"This water's flowing uphill!", exclaimed Eric, pointing to the swift-flowing stream at our feet. But though water in Madeira has not acquired gravity-defying properties, the light begins to play strange tricks while walking beside the levadas, or mini-canals, that irrigate the terraced vineyards and banana plantations clinging to the steep hillsides.
Now many people say they prefer their walks downhill. Well in Madeira you can indulge yourself by taking a bus or taxi ride to the top and walking down. It's a long way mind, for though the island is not much bigger than the Isle of Wight, Madeira rises steeply from the Atlantic to mountain peaks over six thousand feet high.
There really is hardly anywhere in the island that is flat and, with no sandy beaches for sun worshippers, the Atlantic breaks in thunderous roars on the rocks. Even the airport is built out into the sea on stilts, while the roads twist and turn in convoluted meanderings between villages clinging to the hillside. The only way to go straight is to dig lots of tunnels. And that is exactly what they are doing, as the main road emerges from solid rock to cross a bridge boasting the highest single span in Europe.
Our fortnight was advertised as a "flower holiday", and indeed on the hillsides we found many sub-tropical blooms including Agapanthus and the Madonna Lily, but Madeira surprisingly has only around 30 native species - all the rest have arrived like tourists that have fallen in love with the island and stayed. Walkers must take a day off and visit the gardens. Monte Palace Tropical Garden, which is reached by a cable car giving superb views of Funchal, is the best known, but the Jardim Botanico is even finer.

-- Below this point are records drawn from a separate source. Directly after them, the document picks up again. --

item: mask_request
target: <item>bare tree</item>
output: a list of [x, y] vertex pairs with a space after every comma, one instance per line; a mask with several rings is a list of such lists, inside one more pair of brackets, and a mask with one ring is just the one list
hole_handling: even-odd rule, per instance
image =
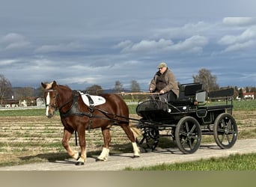
[[121, 92], [123, 91], [123, 85], [121, 83], [120, 81], [115, 82], [114, 89], [117, 93]]
[[203, 84], [203, 89], [207, 91], [216, 91], [219, 89], [217, 77], [213, 76], [210, 70], [203, 68], [198, 71], [198, 75], [193, 75], [194, 82]]
[[0, 106], [2, 107], [4, 99], [11, 93], [11, 84], [3, 75], [0, 74]]
[[136, 81], [132, 81], [131, 90], [132, 92], [138, 92], [141, 91], [141, 87]]

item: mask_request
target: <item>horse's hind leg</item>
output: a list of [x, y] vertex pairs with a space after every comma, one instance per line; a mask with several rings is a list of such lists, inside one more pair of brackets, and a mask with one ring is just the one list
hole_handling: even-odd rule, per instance
[[74, 152], [70, 144], [68, 144], [68, 141], [70, 141], [71, 138], [72, 133], [68, 132], [67, 129], [64, 129], [64, 135], [62, 138], [62, 145], [67, 150], [67, 153], [73, 159], [78, 159], [79, 155], [78, 152]]
[[108, 160], [108, 157], [109, 154], [109, 144], [111, 141], [109, 128], [102, 127], [101, 132], [103, 135], [104, 147], [100, 155], [96, 159], [96, 161], [106, 161]]
[[84, 126], [79, 126], [77, 128], [77, 132], [79, 138], [79, 145], [81, 148], [81, 156], [76, 163], [76, 165], [82, 165], [86, 160], [86, 151], [85, 151], [85, 129]]
[[135, 142], [135, 138], [134, 137], [134, 134], [131, 129], [131, 127], [127, 124], [120, 124], [122, 129], [124, 130], [125, 133], [127, 134], [128, 138], [131, 141], [132, 148], [133, 148], [133, 158], [139, 157], [139, 149], [137, 146]]

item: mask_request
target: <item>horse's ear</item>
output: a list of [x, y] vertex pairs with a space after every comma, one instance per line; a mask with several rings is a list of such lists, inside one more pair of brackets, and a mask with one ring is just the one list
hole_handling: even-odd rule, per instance
[[55, 81], [53, 81], [52, 88], [55, 88], [56, 86], [57, 86], [57, 82]]
[[46, 85], [43, 82], [41, 82], [41, 85], [44, 89], [46, 88]]

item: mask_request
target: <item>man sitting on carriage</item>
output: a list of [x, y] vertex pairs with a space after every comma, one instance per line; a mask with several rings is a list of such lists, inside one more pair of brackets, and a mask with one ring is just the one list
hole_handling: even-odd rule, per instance
[[162, 102], [175, 102], [179, 96], [179, 87], [174, 74], [165, 62], [161, 62], [157, 68], [159, 70], [150, 84], [150, 92], [159, 93]]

Funchal, the capital, has over half the island's population and its Market Hall is a cornucopia of delights. Bird of Paradise flowers and masses of orchids vie with rows upon rows of fish. Especially the scabbard fish. I wouldn't want to meet one of these face to face in its natural element, for its long muscular body ends in an evil-looking set of sharp teeth. This is the celebrated delicacy of Madeira, appearing on every menu together with the island's main crop, banana. They might seem strange companions, but the combination is remarkably effective.
The best excursion in the whole island is one that will have mountain lovers drooling. Again Madeira springs surprises. Believe it or not there is a road to the very summit of Pico do Arieiro, the third highest mountain on the island. "We drove up there", said my brother-in-law, "but couldn't see anything so came down again". And, as our bus wound its way up through thick mist, we reconciled ourselves to a wet grey day. But suddenly, on turning a corner, the mist was gone. All around us were the mountains with the jagged fangs of Pico Torres reaching skywards out of a white sea, while above the sun shone in a perfect blue sky. Beyond the road end the true walking starts. A neatly paved way sets off along the ridge and then continues with a flight of steps. A bit tame? Just look down! These paths are in some remarkable situations and it's difficult to believe they could exist in such a place.

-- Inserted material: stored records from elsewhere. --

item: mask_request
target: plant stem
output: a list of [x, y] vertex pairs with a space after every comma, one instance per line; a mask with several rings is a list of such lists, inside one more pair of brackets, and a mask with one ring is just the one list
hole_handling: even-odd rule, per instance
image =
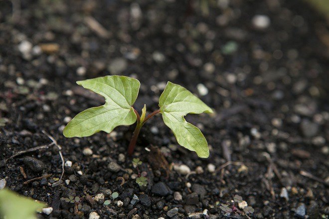
[[134, 149], [135, 149], [135, 146], [136, 145], [136, 142], [137, 141], [137, 138], [138, 138], [138, 135], [140, 134], [140, 131], [141, 131], [141, 128], [142, 126], [145, 123], [146, 121], [149, 120], [149, 118], [156, 115], [157, 114], [160, 112], [160, 110], [156, 110], [156, 111], [151, 112], [147, 116], [145, 117], [144, 120], [141, 121], [140, 120], [140, 116], [137, 110], [134, 109], [134, 111], [137, 116], [137, 124], [136, 124], [136, 127], [135, 128], [134, 130], [134, 133], [132, 136], [132, 138], [130, 140], [130, 142], [129, 143], [129, 146], [128, 146], [128, 155], [131, 156], [134, 152]]

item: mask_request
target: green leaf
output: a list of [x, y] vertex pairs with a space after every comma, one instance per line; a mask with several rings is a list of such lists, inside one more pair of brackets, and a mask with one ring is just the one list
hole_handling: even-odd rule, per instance
[[104, 131], [111, 132], [119, 125], [129, 125], [137, 119], [132, 105], [140, 82], [125, 76], [110, 76], [77, 82], [84, 88], [105, 98], [105, 104], [86, 110], [76, 115], [64, 129], [66, 137], [84, 137]]
[[117, 192], [115, 192], [113, 193], [112, 193], [112, 199], [113, 199], [113, 200], [115, 200], [118, 197], [119, 197], [119, 193], [118, 193]]
[[0, 190], [0, 218], [36, 219], [35, 213], [46, 205], [3, 189]]
[[173, 132], [178, 144], [195, 151], [200, 157], [209, 156], [207, 140], [198, 128], [187, 122], [187, 113], [212, 112], [212, 110], [186, 89], [168, 82], [159, 100], [164, 123]]

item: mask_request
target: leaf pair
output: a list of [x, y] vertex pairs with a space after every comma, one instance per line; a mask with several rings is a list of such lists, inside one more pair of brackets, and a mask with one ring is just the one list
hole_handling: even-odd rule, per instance
[[[137, 79], [109, 76], [77, 83], [103, 96], [105, 104], [75, 116], [64, 129], [65, 137], [88, 136], [100, 131], [109, 133], [119, 125], [131, 125], [137, 120], [132, 107], [140, 86]], [[212, 112], [211, 109], [186, 89], [169, 82], [160, 96], [159, 107], [164, 123], [173, 131], [178, 144], [195, 151], [200, 157], [208, 157], [204, 136], [184, 116], [187, 113]]]

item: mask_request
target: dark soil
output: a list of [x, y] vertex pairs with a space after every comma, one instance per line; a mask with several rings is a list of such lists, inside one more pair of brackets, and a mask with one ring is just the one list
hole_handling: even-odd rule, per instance
[[[208, 15], [197, 0], [137, 1], [25, 0], [13, 13], [11, 2], [0, 0], [0, 179], [6, 187], [53, 208], [40, 218], [88, 218], [92, 212], [101, 218], [185, 218], [202, 212], [190, 216], [247, 218], [233, 206], [237, 195], [254, 209], [251, 218], [328, 218], [324, 19], [299, 0], [210, 1]], [[268, 27], [254, 26], [257, 14], [269, 18]], [[97, 29], [92, 18], [105, 29]], [[202, 131], [210, 157], [199, 159], [178, 145], [159, 115], [142, 129], [133, 156], [143, 161], [138, 168], [126, 154], [134, 125], [64, 137], [70, 117], [103, 102], [75, 82], [112, 73], [141, 81], [139, 110], [144, 104], [149, 112], [157, 109], [167, 81], [198, 95], [216, 113], [186, 119]], [[73, 164], [59, 185], [56, 146], [4, 163], [18, 151], [50, 144], [43, 130]], [[152, 145], [162, 153], [149, 152]], [[86, 148], [92, 155], [84, 155]], [[165, 160], [197, 172], [168, 171]], [[148, 184], [140, 188], [132, 176], [143, 172]], [[115, 192], [119, 196], [113, 201]], [[174, 192], [181, 200], [177, 193], [174, 199]], [[101, 193], [111, 204], [90, 196]], [[80, 201], [65, 201], [71, 196]], [[234, 211], [225, 216], [221, 204]]]

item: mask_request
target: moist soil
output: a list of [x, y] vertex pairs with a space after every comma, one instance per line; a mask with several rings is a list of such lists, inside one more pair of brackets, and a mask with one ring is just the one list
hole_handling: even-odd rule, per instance
[[[217, 1], [0, 1], [6, 187], [52, 207], [39, 218], [328, 218], [328, 23], [298, 0]], [[209, 157], [179, 146], [160, 114], [132, 157], [134, 125], [65, 138], [71, 118], [104, 103], [75, 82], [110, 74], [141, 81], [140, 111], [158, 109], [168, 81], [213, 108], [186, 116]], [[43, 130], [62, 147], [62, 182]]]

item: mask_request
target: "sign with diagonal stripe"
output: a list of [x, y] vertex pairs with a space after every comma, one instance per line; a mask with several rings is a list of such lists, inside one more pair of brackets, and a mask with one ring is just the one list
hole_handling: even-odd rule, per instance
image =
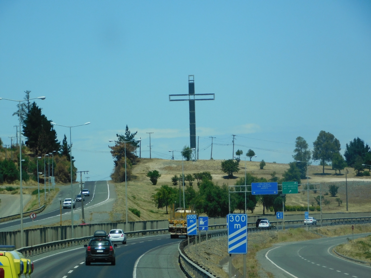
[[228, 253], [247, 253], [247, 215], [231, 214], [228, 215]]
[[187, 234], [197, 235], [197, 216], [196, 214], [188, 214], [187, 216]]

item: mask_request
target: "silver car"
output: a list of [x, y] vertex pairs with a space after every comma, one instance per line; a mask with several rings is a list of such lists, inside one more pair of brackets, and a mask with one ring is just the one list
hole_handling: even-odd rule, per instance
[[126, 244], [126, 235], [122, 230], [111, 230], [108, 234], [108, 238], [112, 242], [119, 242], [123, 244]]

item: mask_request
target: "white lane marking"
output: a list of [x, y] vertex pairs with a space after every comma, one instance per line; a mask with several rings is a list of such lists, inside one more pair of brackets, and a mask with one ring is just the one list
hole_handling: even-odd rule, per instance
[[79, 249], [81, 249], [82, 248], [85, 248], [85, 247], [79, 247], [78, 248], [76, 248], [75, 249], [71, 249], [71, 250], [68, 250], [67, 251], [63, 251], [63, 252], [59, 252], [59, 253], [56, 253], [55, 254], [53, 254], [52, 255], [49, 255], [49, 256], [47, 256], [46, 257], [44, 257], [43, 258], [40, 258], [40, 259], [37, 259], [37, 260], [35, 260], [33, 261], [33, 262], [37, 262], [38, 261], [40, 261], [40, 260], [42, 260], [43, 259], [45, 259], [46, 258], [49, 258], [49, 257], [51, 257], [52, 256], [55, 256], [56, 255], [59, 255], [59, 254], [62, 254], [62, 253], [65, 253], [66, 252], [69, 252], [70, 251], [74, 251], [75, 250], [78, 250]]
[[[268, 257], [268, 253], [269, 252], [269, 251], [270, 251], [271, 250], [273, 250], [274, 249], [275, 249], [276, 248], [278, 248], [278, 247], [280, 247], [280, 246], [278, 246], [278, 247], [276, 247], [275, 248], [273, 248], [273, 249], [270, 249], [270, 250], [269, 250], [268, 251], [268, 252], [267, 252], [265, 254], [265, 257], [266, 258], [267, 258], [267, 259], [268, 261], [269, 261], [271, 263], [272, 263], [272, 264], [273, 264], [273, 265], [275, 265], [276, 267], [278, 267], [280, 269], [281, 269], [282, 271], [285, 272], [286, 273], [287, 273], [287, 274], [289, 274], [289, 275], [290, 275], [291, 276], [292, 276], [292, 277], [294, 277], [294, 278], [298, 278], [297, 277], [296, 277], [296, 276], [295, 276], [295, 275], [292, 274], [291, 273], [290, 273], [287, 270], [285, 270], [283, 268], [282, 268], [282, 267], [279, 267], [278, 265], [277, 265], [275, 263], [274, 263], [273, 262], [273, 261], [272, 260], [271, 260]], [[144, 255], [144, 254], [143, 254], [143, 255]], [[133, 278], [136, 278], [136, 277], [134, 277], [134, 276], [133, 275]]]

But exist they do, with a staircase of steps cut into sheer rock walls, or a narrow scrape of a path twisting up a weakness in the cathedral architecture of the mountains. There are tunnels for the faint of heart, but these avoid some of the best bits and when you arrive at Pico Rivo it is with a twinge of regret that all is over. Of course you could turn round and walk back the same way, but our bus was waiting. So next time we'll have to do the big traverse. It's marked on the map, a long ridge stretching in a massive horseshoe to the final summit of Pico Grande.
And will we ever go back? The answer is yes. There's the traverse of the high mountains to do and many more levadas to explore. In the meantime, well it's not the same, but how about cod and chips with banana?